A very natural application for large-scale quantum computers is to the analysis of quantum data. At present, there are very few instances where we work with natively quantum data, since we neither produce it nor detect it. However, this will change as the use of quantum technologies becomes more widespread. The output of a quantum computer or simulator is a quantum state, while quantum sensors may eventually allow us to collect quantum data from other sources. Processing and analysing this information will necessarily require large, fault-tolerant quantum computers. One can envision the emergence of an entirely new ‘quantum data’ economy.
Looking to the near term
Having glanced into the far future, let’s bring ourselves back to where we are today. Currently, quantum computers are too small and noisy to be able to do anything a laptop can’t do. However, in the next few years, NISQ technologies may offer a path to quantum advantage that can be deployed for important applications such as chemistry and machine learning.

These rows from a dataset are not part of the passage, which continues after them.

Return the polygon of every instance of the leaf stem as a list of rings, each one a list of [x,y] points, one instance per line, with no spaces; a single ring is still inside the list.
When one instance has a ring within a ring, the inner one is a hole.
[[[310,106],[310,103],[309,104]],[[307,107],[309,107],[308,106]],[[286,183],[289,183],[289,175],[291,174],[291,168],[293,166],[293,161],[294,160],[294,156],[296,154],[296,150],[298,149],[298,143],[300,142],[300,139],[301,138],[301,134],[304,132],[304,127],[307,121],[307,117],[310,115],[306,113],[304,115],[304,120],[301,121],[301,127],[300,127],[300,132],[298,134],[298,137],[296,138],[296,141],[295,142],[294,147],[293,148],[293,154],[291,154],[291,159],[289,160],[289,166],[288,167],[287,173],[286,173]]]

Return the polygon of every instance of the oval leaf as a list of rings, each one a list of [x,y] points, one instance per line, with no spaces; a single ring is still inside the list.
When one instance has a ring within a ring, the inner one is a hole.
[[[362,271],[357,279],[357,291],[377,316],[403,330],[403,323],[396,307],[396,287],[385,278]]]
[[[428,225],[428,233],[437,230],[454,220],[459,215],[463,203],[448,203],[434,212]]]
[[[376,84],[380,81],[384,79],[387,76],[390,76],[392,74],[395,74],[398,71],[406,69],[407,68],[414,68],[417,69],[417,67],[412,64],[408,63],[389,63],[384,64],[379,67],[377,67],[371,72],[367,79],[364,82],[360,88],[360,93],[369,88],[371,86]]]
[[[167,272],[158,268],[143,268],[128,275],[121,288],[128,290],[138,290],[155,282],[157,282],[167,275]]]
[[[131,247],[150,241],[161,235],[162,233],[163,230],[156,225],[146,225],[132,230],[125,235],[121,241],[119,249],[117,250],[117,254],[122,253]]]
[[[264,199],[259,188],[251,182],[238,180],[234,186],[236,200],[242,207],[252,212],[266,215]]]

While we focused above on algorithms for gate-based quantum computers, such as VQE and QAOA, there are potentially other means of achieving quantum advantage in the near term. This involves the use of specialised hardware designed to perform only a single type of problem — quantum application-specific chips, if you will. Two prominent examples of such devices include quantum annealers and boson samplers.
Quantum annealers will be the focus of an upcoming article, however our next post will describe the quest to demonstrate quantum advantage — a feat that some believe to be imminent.
* This is another story for another day, but algorithms such as Shor, Grover, and HHL actually require more than just a fault-tolerant and sufficiently large quantum computer. To maintain the speedups these algorithms offer, we also need an efficient way of loading classical data into a quantum superposition state. There are proposals for a device known as quantum random access memory (qRAM) to achieve this, however the question of how to actually build a practical qRAM remains very much open.